Discussion:
Lower gastrointestinal bleeding (LGIB) is less common than upper intestinal bleeding and can account for about 30% of major GI bleeding that requires hospitalization [1].
Lower GI bleeding has a myriad of causes with common etiologies such as diverticulosis, angioectasias, ischemic colitis, neoplasm, and hemorrhoids [1]. However, there are less common causes, such as Dieulafoy Lesions [1]. They account for about 2% of all acute GI bleeds [3]. Dieulafoy lesions in the lower GI tract are rare, accounting for approximately 5% of total cases [3]. There is a higher predilection for males, and typically occurs after the 5th decade [3].
Dieulafoy lesions are vascular malformations of the gastrointestinal tract [2]. It is an enlarged submucosal blood vessel that can bleed without the presence of ulcers or erosions [2]. Dieulafoy lesions are believed to occur due to pulsations or an abnormally large artery that could disrupt the mucosal lining, exposing the artery and causing possible bleeding [2]. Arterial thrombosis can allow for necrosis of the arterial wall, possibly causing rupture [3]. However, the risk of bleeding can be enhanced by other factors, including the use of NSAIDs, tobacco, alcohol, and peptic ulcer disease [2]. It is possible that mucosal irritation by feces can also contribute to colonic Dieulafoy lesions [3]. Typically found in the upper GI tract, it is often found in the stomach [2]. Specifically seen in the lesser curvature, within 6 cm of the gastroesophageal junction, given its arterial blood supply from the branches of the left gastric artery [2]. Extragastric lesions can occur; however, are rarer in presentation [2]. In a study by Baxter et al., colonic sites were reported in less than 2% of cases [4].

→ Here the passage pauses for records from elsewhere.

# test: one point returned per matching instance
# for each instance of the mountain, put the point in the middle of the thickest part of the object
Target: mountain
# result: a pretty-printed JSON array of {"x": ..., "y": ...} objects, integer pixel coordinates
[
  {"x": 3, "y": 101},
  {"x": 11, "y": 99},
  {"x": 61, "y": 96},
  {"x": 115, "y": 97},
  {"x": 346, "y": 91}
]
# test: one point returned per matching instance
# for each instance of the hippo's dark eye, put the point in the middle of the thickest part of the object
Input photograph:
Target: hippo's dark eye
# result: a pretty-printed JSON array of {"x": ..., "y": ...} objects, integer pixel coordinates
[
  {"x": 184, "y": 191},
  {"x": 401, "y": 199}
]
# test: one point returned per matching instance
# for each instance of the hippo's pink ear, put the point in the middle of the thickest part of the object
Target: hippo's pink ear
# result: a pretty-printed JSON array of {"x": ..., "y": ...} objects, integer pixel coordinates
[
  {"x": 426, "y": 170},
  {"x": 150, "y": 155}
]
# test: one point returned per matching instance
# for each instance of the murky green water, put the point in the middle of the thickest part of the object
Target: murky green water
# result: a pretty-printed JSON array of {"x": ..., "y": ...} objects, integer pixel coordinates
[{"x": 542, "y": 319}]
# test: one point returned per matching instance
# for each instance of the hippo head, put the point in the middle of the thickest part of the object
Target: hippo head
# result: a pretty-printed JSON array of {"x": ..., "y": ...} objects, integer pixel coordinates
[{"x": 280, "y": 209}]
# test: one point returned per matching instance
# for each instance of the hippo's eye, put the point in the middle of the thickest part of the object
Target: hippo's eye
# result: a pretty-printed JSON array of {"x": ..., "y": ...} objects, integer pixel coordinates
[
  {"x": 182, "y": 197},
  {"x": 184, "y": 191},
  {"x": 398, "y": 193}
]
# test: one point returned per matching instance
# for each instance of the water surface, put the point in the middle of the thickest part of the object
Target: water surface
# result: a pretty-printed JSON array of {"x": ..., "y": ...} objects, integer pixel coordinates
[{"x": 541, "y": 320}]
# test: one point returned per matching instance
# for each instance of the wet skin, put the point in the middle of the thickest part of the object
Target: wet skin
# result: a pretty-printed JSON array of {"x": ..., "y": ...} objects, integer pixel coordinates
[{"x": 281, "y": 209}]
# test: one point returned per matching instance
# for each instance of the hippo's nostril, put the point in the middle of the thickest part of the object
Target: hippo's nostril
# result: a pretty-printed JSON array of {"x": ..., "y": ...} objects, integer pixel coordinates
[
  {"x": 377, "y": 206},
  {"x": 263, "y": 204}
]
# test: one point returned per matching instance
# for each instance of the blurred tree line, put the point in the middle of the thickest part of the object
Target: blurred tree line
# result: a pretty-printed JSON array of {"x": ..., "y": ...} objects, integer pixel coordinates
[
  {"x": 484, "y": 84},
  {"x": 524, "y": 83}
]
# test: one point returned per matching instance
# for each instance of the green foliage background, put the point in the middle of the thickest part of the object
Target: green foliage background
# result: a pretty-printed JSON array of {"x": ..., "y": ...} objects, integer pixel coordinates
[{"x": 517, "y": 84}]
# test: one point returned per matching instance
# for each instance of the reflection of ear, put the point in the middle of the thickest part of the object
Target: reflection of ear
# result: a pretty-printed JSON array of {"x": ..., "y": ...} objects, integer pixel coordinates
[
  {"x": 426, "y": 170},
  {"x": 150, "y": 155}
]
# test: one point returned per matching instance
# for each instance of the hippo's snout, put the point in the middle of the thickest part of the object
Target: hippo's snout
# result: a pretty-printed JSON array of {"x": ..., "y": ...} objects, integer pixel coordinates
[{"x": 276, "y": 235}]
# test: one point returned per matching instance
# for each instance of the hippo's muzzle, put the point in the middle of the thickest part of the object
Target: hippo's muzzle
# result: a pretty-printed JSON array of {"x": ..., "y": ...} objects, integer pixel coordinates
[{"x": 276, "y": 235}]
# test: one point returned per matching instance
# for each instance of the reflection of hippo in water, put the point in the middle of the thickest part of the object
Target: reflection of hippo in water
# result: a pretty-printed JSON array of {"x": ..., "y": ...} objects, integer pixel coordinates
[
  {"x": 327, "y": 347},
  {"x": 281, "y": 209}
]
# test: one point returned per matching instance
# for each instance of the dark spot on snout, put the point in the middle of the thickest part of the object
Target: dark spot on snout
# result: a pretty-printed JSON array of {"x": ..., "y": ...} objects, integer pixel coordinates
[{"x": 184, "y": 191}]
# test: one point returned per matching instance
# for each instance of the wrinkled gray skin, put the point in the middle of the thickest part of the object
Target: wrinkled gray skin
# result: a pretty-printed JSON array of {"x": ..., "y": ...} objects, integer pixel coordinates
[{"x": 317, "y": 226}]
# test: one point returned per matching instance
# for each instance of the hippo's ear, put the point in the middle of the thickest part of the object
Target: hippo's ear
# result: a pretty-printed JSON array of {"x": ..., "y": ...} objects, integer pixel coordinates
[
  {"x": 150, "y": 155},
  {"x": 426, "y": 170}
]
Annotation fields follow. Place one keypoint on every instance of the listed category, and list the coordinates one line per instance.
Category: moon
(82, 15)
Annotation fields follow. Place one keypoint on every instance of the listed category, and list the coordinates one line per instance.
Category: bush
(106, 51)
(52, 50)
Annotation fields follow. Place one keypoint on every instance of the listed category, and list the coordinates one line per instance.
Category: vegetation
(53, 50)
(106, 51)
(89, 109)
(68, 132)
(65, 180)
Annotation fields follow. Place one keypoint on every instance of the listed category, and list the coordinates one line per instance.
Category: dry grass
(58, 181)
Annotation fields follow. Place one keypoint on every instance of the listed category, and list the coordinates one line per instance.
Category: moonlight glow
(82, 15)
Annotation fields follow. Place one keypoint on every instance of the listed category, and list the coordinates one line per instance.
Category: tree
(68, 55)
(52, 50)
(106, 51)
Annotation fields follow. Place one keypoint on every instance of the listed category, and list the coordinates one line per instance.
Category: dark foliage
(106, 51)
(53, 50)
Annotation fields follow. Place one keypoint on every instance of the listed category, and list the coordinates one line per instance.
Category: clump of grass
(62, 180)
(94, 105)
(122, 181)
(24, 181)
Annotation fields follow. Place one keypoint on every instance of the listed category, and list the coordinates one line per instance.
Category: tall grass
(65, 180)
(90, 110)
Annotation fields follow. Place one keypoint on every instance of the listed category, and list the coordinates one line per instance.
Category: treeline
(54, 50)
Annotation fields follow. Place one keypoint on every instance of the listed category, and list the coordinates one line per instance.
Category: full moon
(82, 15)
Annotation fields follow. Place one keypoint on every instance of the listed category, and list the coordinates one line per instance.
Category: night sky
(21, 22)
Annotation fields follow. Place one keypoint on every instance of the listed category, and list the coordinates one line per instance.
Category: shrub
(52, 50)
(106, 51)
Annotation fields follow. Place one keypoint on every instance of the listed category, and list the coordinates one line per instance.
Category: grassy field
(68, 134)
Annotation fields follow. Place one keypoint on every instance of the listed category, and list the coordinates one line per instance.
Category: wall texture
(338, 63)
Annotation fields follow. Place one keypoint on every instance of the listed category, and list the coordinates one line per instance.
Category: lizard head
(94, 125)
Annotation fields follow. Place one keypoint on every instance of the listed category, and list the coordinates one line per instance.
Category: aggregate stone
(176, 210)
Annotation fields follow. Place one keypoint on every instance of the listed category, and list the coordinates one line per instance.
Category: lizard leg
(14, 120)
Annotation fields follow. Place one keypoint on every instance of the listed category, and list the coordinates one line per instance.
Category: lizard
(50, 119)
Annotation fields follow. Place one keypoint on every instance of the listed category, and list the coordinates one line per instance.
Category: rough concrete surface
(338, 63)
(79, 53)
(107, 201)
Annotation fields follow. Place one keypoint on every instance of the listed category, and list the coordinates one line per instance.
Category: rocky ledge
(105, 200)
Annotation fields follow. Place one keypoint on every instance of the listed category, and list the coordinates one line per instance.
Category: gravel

Upon endoscopic evaluation, the following criteria are necessary for diagnosis: Normal mucosa around the defect, with active pulsatile bleeding that is less than 3 mm [2]. A visualized protruding vessel from a defect or normal mucosa [2]. A fresh clot attached to the defect of normal mucosa is observed [2].
Treatment for Dieulafoy lesions is endoscopic intervention, with mechanical hemostasis being the safest modality [2]. Banding ligation and hemoclips are often utilized, and combined therapy is superior relative to monotherapy[2]. Hemostasis is successful in 80-85% of cases treated with endoscopy [2]. Areas can be marked with India ink for further identification if further intervention is warranted [2]. However, if endoscopic treatment is not therapeutic, surgical interventions such as wide wedge resection or partial/wedge gastrectomy can be considered [2]. In our patient, hemostasis was achieved via hemoclips and epinephrine injection and did not report any further rebleeding.